Data Costs: Are You a Victim of Your Own Success?

A high-frequency analytical query running against raw object storage scans the entire historical dataset every cycle. The cost compounds with your data growth while the insight stays identical. This post is the architectural fix.

Olivia Storelli

Jun 29, 2026 · 11 Min read

Even in an era of AI and automation, the most valuable asset we have is judgment. We talk often about saving money in the cloud, but what does that actually mean in practice? This post is about small architectural decisions that compound cost at scale, and the structural fix when they do. If you have any pipelines running today against raw object storage on a fixed cadence, there is a good chance one of them is in here.

A case study in insight unit economics

Imagine the scenario. Your high-traffic e-commerce platform has just survived a record-breaking sales weekend. Traffic peaked, transactions hit an all-time high, and the security team flagged every bot and DDoS attempt cleanly using real-time HTTP log monitoring. The executive suite is celebrating.

Thirty days later, the cloud invoice arrives.

Instead of the economies of scale the hyperscalers all promise, your data infrastructure bill has grown linearly with your analytical data. Worst of all, you are paying ten times more to compute the exact same 15-minute analysis the team has been looking at for months.

This is the classic data platform problem: being penalised by your own operational history. It is not a query problem. It is the direct result of a high-frequency, stateless execution loop sitting on top of a suboptimal storage abstraction. Architectural decisions that look trivial on paper produce orders-of-magnitude differences on the cloud invoice.

Monitoring is a data problem at scale

In enterprise e-commerce, downtime or a security breach is millions in lost revenue and a long PR tail. To catch DDoS attacks, credential stuffing, and bot traffic before they do real damage, you have to monitor real-time HTTP logs continuously.

Most enterprises rely on high-end SIEM (Security Information and Event Management) and SOAR platforms for security orchestration. The catch is that these tools almost universally charge based on data ingestion volume, which becomes unsustainably expensive at HTTP-log volumes. Ingesting 100% of raw, noisy, unfiltered HTTP logs directly into a SIEM is neither economical nor sensible.

The pipeline approach

To preserve capital, the architectural plan is simple:

Land raw, compressed log data each day into inexpensive object storage (Google Cloud Storage, AWS S3).
Analyse it in near real-time, on a 15-minute cadence, inside a cloud data warehouse.
Push only the high-value, actionable alerts to the expensive SIEM.

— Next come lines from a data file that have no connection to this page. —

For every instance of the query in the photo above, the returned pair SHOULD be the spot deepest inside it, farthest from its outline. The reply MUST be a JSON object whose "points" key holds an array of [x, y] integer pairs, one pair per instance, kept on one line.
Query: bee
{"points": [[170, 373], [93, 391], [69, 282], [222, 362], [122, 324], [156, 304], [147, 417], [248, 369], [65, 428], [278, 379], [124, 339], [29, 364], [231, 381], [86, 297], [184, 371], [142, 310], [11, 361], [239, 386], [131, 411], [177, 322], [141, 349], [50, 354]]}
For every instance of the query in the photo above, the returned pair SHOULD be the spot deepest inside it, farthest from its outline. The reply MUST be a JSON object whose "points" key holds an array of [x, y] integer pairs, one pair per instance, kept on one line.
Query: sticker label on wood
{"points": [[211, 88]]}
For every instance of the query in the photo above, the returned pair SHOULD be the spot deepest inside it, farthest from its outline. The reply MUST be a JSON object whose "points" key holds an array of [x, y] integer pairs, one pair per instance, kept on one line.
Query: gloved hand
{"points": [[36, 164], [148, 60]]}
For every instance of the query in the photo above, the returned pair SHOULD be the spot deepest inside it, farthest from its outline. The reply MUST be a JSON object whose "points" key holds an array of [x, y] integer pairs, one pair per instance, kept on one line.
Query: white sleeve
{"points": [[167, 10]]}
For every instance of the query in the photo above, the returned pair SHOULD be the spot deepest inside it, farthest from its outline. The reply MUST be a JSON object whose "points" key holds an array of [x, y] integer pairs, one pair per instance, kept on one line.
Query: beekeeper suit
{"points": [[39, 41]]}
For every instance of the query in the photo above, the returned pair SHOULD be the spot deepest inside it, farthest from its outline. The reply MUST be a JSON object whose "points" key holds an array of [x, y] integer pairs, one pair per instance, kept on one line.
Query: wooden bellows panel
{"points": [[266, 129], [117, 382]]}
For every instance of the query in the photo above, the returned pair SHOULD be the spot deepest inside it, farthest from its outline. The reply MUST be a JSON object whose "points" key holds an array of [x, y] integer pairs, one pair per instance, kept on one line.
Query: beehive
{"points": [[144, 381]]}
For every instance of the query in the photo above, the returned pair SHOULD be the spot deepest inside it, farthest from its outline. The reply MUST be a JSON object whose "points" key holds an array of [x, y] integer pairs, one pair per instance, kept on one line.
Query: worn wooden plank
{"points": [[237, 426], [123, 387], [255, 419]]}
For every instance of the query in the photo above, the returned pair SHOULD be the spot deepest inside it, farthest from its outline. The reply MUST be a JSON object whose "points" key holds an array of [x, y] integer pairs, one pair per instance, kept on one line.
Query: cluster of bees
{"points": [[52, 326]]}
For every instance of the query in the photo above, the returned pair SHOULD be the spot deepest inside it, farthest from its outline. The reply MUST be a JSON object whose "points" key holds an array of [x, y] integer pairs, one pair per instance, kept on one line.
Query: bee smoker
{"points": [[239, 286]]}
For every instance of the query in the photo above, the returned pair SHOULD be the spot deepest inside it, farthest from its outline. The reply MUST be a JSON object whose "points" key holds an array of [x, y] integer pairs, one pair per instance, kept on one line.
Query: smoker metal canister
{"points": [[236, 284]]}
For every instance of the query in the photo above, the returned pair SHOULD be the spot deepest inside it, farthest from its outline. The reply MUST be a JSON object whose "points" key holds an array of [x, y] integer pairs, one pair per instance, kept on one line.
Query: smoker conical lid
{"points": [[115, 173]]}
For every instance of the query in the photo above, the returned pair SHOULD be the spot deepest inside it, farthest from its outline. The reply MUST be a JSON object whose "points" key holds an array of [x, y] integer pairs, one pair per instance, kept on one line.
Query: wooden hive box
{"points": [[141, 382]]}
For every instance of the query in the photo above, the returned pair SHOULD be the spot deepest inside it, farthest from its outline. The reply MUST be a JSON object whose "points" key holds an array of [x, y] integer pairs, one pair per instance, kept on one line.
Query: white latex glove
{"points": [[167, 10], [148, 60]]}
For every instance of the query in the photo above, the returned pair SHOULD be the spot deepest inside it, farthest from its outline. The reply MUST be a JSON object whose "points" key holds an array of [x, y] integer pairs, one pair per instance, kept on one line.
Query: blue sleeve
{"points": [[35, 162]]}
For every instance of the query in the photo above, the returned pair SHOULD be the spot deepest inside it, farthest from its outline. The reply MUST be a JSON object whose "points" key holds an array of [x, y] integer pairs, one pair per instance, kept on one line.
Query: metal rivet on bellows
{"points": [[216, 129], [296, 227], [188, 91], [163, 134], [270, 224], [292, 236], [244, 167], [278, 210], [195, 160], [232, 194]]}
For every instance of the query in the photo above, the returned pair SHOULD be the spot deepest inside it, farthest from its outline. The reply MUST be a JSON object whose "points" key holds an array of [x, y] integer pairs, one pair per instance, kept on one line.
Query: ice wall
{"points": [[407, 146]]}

To prove the business case quickly and without burning a lot of engineering time, teams almost always set up a quick-and-dirty proof of concept at 10% log volume. That is a fast, cheap way to get stakeholders aligned on the data they want to see and what it means.

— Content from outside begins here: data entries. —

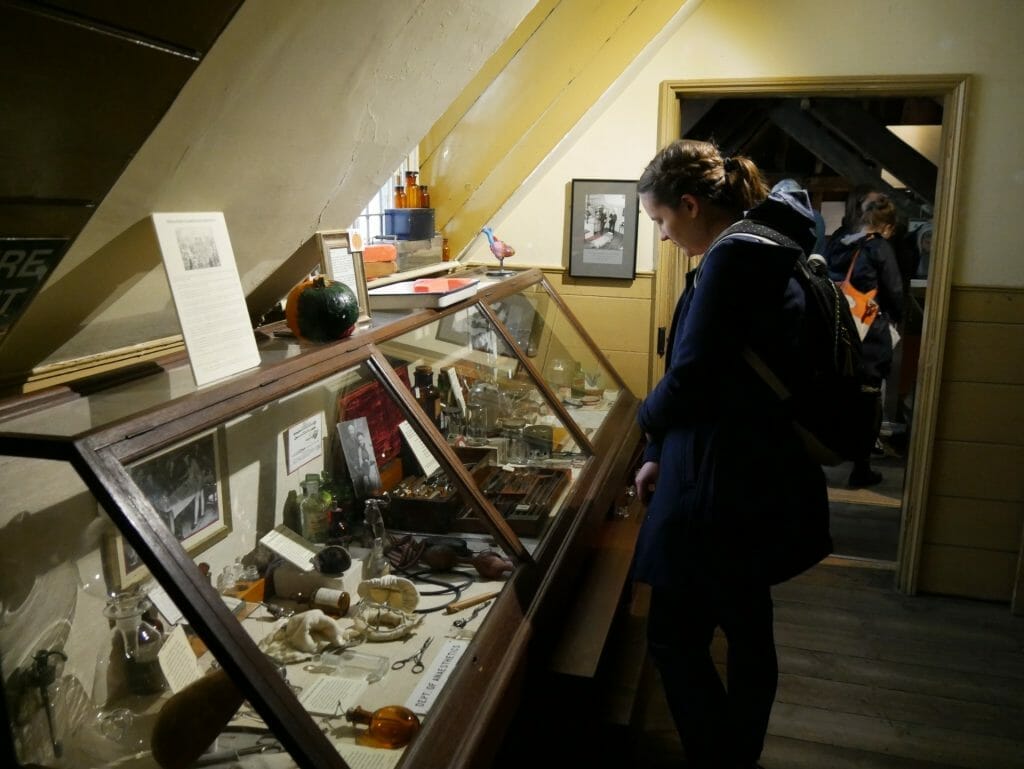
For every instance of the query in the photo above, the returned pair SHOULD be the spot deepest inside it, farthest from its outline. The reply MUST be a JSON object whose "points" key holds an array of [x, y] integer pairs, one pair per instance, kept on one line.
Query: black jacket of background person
{"points": [[731, 465], [876, 268]]}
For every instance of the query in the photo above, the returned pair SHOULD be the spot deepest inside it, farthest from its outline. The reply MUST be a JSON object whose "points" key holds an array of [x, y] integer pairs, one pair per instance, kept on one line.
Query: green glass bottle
{"points": [[314, 513]]}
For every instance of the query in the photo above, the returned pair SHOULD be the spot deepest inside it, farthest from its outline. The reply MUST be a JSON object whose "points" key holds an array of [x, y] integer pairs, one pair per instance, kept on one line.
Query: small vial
{"points": [[331, 602]]}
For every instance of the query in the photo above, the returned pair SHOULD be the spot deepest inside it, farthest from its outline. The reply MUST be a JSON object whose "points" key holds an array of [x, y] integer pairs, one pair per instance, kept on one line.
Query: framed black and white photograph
{"points": [[184, 485], [603, 228], [357, 446]]}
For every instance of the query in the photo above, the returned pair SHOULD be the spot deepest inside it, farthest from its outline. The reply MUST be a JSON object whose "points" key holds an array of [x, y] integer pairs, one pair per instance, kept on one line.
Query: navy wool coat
{"points": [[732, 470]]}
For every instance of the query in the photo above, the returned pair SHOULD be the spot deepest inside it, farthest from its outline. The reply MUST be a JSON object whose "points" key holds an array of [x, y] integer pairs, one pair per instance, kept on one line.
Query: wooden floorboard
{"points": [[871, 679]]}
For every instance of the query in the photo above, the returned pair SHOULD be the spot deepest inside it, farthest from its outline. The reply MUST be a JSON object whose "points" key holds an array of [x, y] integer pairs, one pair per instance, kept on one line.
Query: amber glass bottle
{"points": [[390, 726], [412, 189]]}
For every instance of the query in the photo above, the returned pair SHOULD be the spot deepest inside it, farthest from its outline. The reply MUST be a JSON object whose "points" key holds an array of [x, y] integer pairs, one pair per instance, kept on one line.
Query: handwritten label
{"points": [[290, 546], [177, 660], [435, 678], [332, 695], [428, 464]]}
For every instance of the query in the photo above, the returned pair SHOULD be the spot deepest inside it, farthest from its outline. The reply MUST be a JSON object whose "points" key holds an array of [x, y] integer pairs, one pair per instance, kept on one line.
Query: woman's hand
{"points": [[645, 479]]}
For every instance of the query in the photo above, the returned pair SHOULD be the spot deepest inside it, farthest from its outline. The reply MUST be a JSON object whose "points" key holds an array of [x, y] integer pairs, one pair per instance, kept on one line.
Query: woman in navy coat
{"points": [[722, 463]]}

Where the convenience pattern ends

To get the proof of concept live in a single afternoon, the path of least resistance is to point data warehouse external tables (Schema-on-Read) directly at the raw storage bucket. No ETL pipelines, no data orchestration, no upfront schema optimisation. At 10% data volume in initial testing, this setup runs exceptionally fast and costs pennies.

So you flip the switch to 100% production volume. Within a few hours, the linear cost curve starts to break the unit economics on every insight the pipeline produces.

The zero-ETL convenience hits its limit because the cost scales linearly with the full scan it has to do, and security monitoring needs frequent checking. If insights are produced every 15 minutes, the pipeline executes the exact same query 96 times a day. The architecture has no state management layer, so it has no memory of what it has already processed. Every run re-scans every log file that has ever landed in the bucket.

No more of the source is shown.